Muchas veces hemos oído narrar con toda viveza, primero al teólogo y cardenal Joseph Ratzinger y, después, al Romano Pontífice Benedicto XVI, la conmovedora escena de la captura e inmediata puesta a disposición del entonces procónsul romano Anulino de la capital de la insigne Provincia de Cartago, de un grupo de cristianos reunidos alrededor del altar junto con el sacerdote que les celebraba la santa Misa un domingo del año 304 en la localidad de Abitinae (pequeña localidad de la actual Túnez) que pertenecía a la mencionada provincia.
La acusación que llevaría inmediatamente a aquel grupo de cristianos al juicio sumario y finalmente a la muerte cruenta del martirio, fue la de haber transgredido voluntariamente la orden del emperador Diocleciano publicada en el año 303, por la cual se prohibía el culto católico en todo el imperio.

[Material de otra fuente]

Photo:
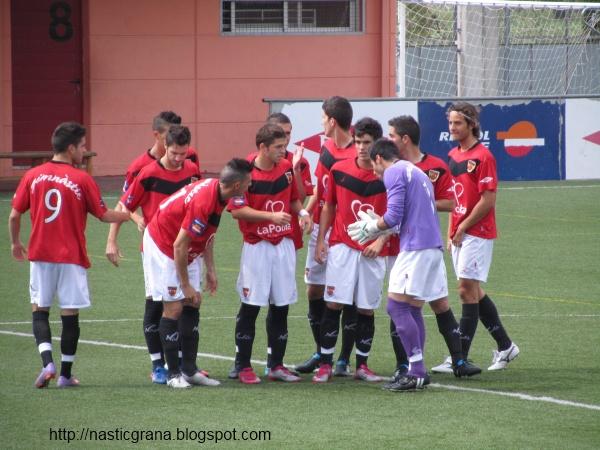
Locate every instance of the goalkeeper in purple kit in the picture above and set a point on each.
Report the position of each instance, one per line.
(419, 274)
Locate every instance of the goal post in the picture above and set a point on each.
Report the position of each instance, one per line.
(478, 48)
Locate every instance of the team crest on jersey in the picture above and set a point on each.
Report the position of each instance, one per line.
(433, 175)
(197, 227)
(239, 201)
(471, 165)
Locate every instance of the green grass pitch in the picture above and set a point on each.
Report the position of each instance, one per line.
(545, 279)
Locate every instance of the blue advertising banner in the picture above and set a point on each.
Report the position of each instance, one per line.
(524, 136)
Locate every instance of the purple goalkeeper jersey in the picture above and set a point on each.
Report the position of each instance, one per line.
(411, 207)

Resulta conmovedor leer, tantos siglos después, en las Actas de los mártires, la narración del interrogatorio al que fue sometido en primer lugar Emérito como dueño de la casa donde fueron sorprendidas aquellas cuarenta y nueve personas (31 hombres, 16 mujeres y dos niños).

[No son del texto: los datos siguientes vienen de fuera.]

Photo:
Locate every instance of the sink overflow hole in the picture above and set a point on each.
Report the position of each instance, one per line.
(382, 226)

La pregunta acerca del por qué habían trasgredido un precepto tan claro, determinante y universalmente extendido sonó clara y sin ambages en la sala, tan nítida como la valentía de la respuesta: “sine dominico, non possumus”. Es decir: ¡sin la eucaristía del domingo no podemos vivir!
Con esta expresiva anécdota histórica comienza el extenso epílogo que ha redactado al profesor Armand Puig, profesor de la Facultad de Teología de Cataluña, Amand Puig i Tárrech (Tarragona, 1953), en ediciones Sígueme, dentro de la colección “Biblioteca de estudios bíblicos”, a su último trabajo sobre el tránsito de la cena eucarística de Jesús el día de la última cena, a la liturgia cristiana de los primeros siglos de la Iglesia Católica primitiva.

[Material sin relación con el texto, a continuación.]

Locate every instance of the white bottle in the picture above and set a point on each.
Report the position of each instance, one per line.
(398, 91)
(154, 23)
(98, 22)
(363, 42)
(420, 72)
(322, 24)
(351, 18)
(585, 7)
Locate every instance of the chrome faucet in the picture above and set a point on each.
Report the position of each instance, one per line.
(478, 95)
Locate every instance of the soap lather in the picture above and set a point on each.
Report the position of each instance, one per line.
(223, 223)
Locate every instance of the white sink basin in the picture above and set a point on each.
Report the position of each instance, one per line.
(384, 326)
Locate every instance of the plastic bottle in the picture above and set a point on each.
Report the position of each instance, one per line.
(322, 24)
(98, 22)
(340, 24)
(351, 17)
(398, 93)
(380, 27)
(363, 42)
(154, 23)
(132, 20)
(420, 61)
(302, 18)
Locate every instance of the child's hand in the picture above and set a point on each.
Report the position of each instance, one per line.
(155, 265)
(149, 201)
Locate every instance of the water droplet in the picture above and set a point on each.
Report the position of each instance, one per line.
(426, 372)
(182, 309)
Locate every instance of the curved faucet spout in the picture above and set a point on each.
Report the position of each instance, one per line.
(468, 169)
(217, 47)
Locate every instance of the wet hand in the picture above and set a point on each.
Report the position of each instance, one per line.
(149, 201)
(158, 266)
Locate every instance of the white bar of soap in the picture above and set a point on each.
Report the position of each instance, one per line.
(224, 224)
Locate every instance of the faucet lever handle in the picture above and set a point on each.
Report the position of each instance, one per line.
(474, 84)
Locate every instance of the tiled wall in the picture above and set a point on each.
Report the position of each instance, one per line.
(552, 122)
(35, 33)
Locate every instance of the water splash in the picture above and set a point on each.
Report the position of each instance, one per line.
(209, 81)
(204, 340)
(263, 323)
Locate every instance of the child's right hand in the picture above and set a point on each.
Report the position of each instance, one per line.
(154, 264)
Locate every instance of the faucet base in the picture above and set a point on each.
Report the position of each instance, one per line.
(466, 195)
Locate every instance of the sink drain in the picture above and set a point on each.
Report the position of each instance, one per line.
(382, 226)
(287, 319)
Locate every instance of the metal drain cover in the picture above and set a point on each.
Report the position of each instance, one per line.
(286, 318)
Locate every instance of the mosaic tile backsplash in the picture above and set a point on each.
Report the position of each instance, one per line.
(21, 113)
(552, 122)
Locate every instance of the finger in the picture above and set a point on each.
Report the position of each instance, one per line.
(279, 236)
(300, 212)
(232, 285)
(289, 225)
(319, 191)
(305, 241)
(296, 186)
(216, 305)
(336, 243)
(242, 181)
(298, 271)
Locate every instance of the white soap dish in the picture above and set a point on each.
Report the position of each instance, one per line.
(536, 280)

En efecto, en las conclusiones de la obra que acabamos de citar del profesor Puig, si hay un tema que se remarca cruda y constantemente, es el del realismo eucarístico. De hecho, al referirse a la institución de la eucaristía en aquél inolvidable jueves santo en el cenáculo de Jerusalén, cuando afirmaba: “La potencia expansiva del acontecimiento eucarístico provoca de forma casi inmediata relecturas teológicas que desarrollan algunas de sus dimensiones. Las más significativas son, por una parte, la que podría llamarse «fórmula de comunión» (1 Cor 10, 16-17), que manifiesta la unión con la persona de Jesús, es decir con su cuerpo y su sangre (…). La segunda relectura aparece en el conocido como «discurso del pan de vida» ((Io 6, 26-58) en el que la unión con Jesús que se obtiene gracias al hecho de comer y beber su sangre, da la vida eterna y se funda en la carne que ha asumido como propia el Logos o Verbo de Dios encarnándose (Io 1, 14)” (266).
José Carlos Martín de la Hoz
Armand Puig, El Sacramento de la eucaristía. De la última cena de Jesús a la liturgia cristiana antigua, ediciones Sígueme, Salamanca 2021, 301 pp.